Biracial jokes
What’s black, white, and red all over?
An embarrassed biracial guy.
Q. What do you call a biracial kid in a vegetative state?
A. A mixed vegetable.
What do you call a bunch of biracial, retarded kids? The Special Olympics.
Because of all the rampant inbreeding in America, it's not a surprise that Hollywood had to poach models, comedians, and actors from Canada and Australia.
Why can't two Chinese people have a white baby? Because "two wongs don't make a white."
Everything is so racist these days, you can't even say "black paint" anymore. You now have to say "Tyrone can you please paint that wall?"
A black boy walks into the kitchen where his mother is baking and accidentally pulls the flour over onto his head.
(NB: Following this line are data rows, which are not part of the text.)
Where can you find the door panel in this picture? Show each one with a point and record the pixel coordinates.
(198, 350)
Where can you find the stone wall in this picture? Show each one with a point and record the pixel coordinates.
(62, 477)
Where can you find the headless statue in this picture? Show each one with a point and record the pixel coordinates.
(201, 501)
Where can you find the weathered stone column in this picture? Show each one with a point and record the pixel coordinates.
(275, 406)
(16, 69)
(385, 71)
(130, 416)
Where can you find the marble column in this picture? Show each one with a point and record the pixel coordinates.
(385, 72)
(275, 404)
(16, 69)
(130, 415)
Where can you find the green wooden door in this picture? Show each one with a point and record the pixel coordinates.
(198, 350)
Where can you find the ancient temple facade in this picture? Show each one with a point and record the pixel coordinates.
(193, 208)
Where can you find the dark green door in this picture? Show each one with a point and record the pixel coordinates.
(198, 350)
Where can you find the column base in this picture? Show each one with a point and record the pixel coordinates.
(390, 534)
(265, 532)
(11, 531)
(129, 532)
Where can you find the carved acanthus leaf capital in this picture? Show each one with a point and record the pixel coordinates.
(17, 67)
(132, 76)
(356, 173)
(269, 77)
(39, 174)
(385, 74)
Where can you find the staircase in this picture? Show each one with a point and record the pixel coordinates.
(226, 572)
He turns to his mother and says, “Look Mama, I’m a white boy!” His mother smacks him and says, “Go tell your Daddy what you just said!” The boy finds his father and says, “Look Daddy, I’m a white boy!” His Daddy bends him over, spanks him, stands the boy back up, and says, “Now, what do you have to say for yourself?” The boy replies, “I’ve only been a white boy for five minutes and I already hate you black people!”
A lot of people claim that white privilege does not exist. Well, how the hell do you explain Michael Jackson not being charged for raping children, despite ample evidence?